楊志と史進の確認得て、沙也佳は確信する。どうやら姉は世間一般でいう、”三角関係”というのに非常に近しいものに巻き込まれているようだ。

 

 

「(フフフ...おもしろくなってきたなぁ♪ )」

 

 

そして沙也佳は姉の事態に大いに喜ぶ。それは姉の不幸が嬉しいからというわけではなく、引っ込み思案で色恋にも疎かった姉が、初対面の人に対しこんなに自分の意見を通そうとすることにだ。これは姉の性格が改善されるいい機会なのでは?と思ったのだ。

 

 

「もぉ、さ。二人とも茶ぁ運ぶくらい別にどっちでもいいだろう? ここはほら、あれ、ジャンケンで決めたらいいなじゃね?」

 

「....史進がそう言うなら。」

「勝っても負けても、文句は無しですよ。」

 

 

史進の提案で両者ジャンケンの構えをとる。まるで今から殴り合いでもするかのような雰囲気。こんな和やかじゃないジャンケン風景は見たことないと見守っている三人は思った。

 

 

「それでは、いきます。

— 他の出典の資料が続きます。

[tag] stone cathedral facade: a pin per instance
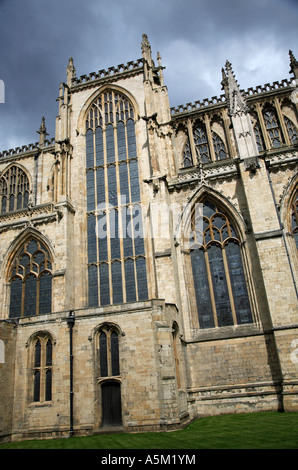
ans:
(148, 256)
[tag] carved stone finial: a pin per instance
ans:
(70, 72)
(145, 44)
(236, 101)
(42, 132)
(293, 64)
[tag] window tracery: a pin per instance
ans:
(31, 280)
(208, 147)
(294, 217)
(14, 190)
(42, 372)
(218, 273)
(108, 352)
(116, 252)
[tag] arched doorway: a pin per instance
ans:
(111, 404)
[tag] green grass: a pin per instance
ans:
(267, 430)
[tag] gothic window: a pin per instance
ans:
(108, 352)
(273, 128)
(259, 137)
(294, 217)
(42, 368)
(116, 252)
(206, 149)
(291, 129)
(201, 144)
(187, 158)
(14, 190)
(218, 273)
(31, 280)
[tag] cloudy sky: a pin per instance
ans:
(194, 37)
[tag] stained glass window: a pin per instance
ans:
(42, 368)
(14, 190)
(31, 280)
(203, 147)
(294, 217)
(112, 180)
(218, 273)
(273, 127)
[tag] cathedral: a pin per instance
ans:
(148, 256)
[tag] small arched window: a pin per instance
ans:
(42, 368)
(218, 273)
(14, 190)
(31, 280)
(207, 150)
(108, 352)
(292, 130)
(273, 127)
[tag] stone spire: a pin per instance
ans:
(42, 133)
(293, 65)
(70, 72)
(236, 101)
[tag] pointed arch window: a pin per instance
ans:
(42, 368)
(31, 280)
(273, 127)
(108, 352)
(218, 273)
(116, 251)
(14, 190)
(292, 130)
(207, 149)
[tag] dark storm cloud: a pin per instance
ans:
(195, 37)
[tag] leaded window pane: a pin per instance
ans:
(45, 293)
(48, 396)
(30, 295)
(238, 283)
(15, 309)
(103, 355)
(14, 190)
(112, 183)
(36, 393)
(202, 289)
(114, 354)
(219, 253)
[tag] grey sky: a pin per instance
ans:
(194, 37)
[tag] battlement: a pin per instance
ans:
(25, 148)
(111, 71)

」

「尋常に....」

 

「「ジャンケン....!」」

 

 

二人が勝利の祈りをこめた型をくり出そうとした、その時。

 

黛家が突如、大きく揺れた。

 

 

「!? な、何!? 地震!?」

 

 

沙也佳は思わず近くにあった机の下に避難する。一般人であれば、今の現象は自然災害によるものだと判断する。

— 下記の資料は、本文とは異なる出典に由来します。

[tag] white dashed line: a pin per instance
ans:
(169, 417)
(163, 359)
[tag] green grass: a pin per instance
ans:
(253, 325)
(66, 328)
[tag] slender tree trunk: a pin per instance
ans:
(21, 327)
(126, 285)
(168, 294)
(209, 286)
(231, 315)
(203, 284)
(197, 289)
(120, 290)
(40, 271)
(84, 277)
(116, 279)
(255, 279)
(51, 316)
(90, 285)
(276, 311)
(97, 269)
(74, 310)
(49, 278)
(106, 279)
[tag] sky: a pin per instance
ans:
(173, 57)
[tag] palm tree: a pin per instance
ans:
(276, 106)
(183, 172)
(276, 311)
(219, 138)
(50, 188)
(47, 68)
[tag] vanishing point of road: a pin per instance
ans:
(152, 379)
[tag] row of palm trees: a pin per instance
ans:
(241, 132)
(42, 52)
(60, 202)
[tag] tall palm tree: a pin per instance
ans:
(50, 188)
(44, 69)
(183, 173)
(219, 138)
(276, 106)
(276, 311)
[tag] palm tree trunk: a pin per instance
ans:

しかし、他の四人、一流の中の一流の武人である林冲、史進、楊志、そして由紀江はこれが自然によるものではないと察知する。ほぼ一斉に、四人は道場の方へ意識を向ける。今の振動の発信源が道場からだと察知したからだ。

 

 

「今のは...!」

「片方は、宋江だね。」

「もう片っぽは、誰だ?」

「....おそらく父です。ということは...」

 

「え? ど、どうしたの? 何かあったの?」

 

 

事態がのみ込めていない沙也佳が姉に尋ねる。由紀江は先程とは違う、稽古の時に見せる真剣な顔で答えた。

 

 

「おそらく...烈さんとお父さんが戦っている。それも....”真剣(ほんき)”で...」

「え...お父さんが!?」

 

 

沙也佳が驚くのも無理はない。何せ彼女達の父・大成は平穏な性格の人物だ。本気なんて滅多に見せないし、沙也佳は見たこともない。

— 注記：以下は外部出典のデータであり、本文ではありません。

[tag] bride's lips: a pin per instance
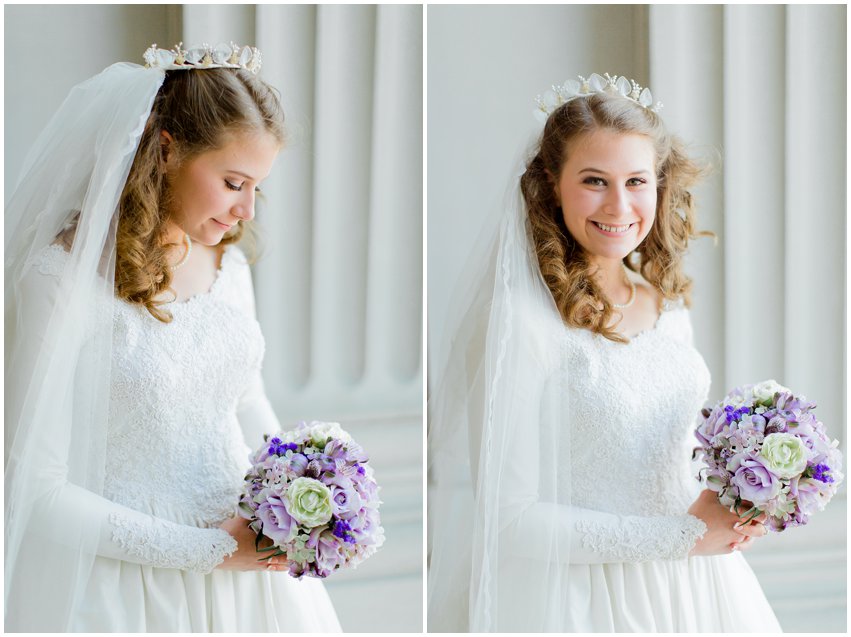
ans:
(623, 231)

由紀江と梁山泊の三人も驚きを隠せないのは一緒だった。先程までの剣幕は何処へやら、四人は一斉に道場へと足を運んだ。

 

 

「あ、待ってよお姉ちゃん!」

 

 

その後を沙也佳はついていく。

此処から道場まではそう遠くない。十秒も走れば、彼女達は道場に辿りついた。そこで彼女達が目にしたのは....

 

 

 

比喩でもなんでもなく、文字通り、嵐だった。

 

 

 

 

 

 




Aをやってないので沙也佳のキャラクターがあっているのか不安ですが、今回と次回でしか登場しない(予定)なので、このまま突っ走ります。

追記
由紀江と烈は手紙のやりとりをしてなかった。正確にはできなかった設定にしました。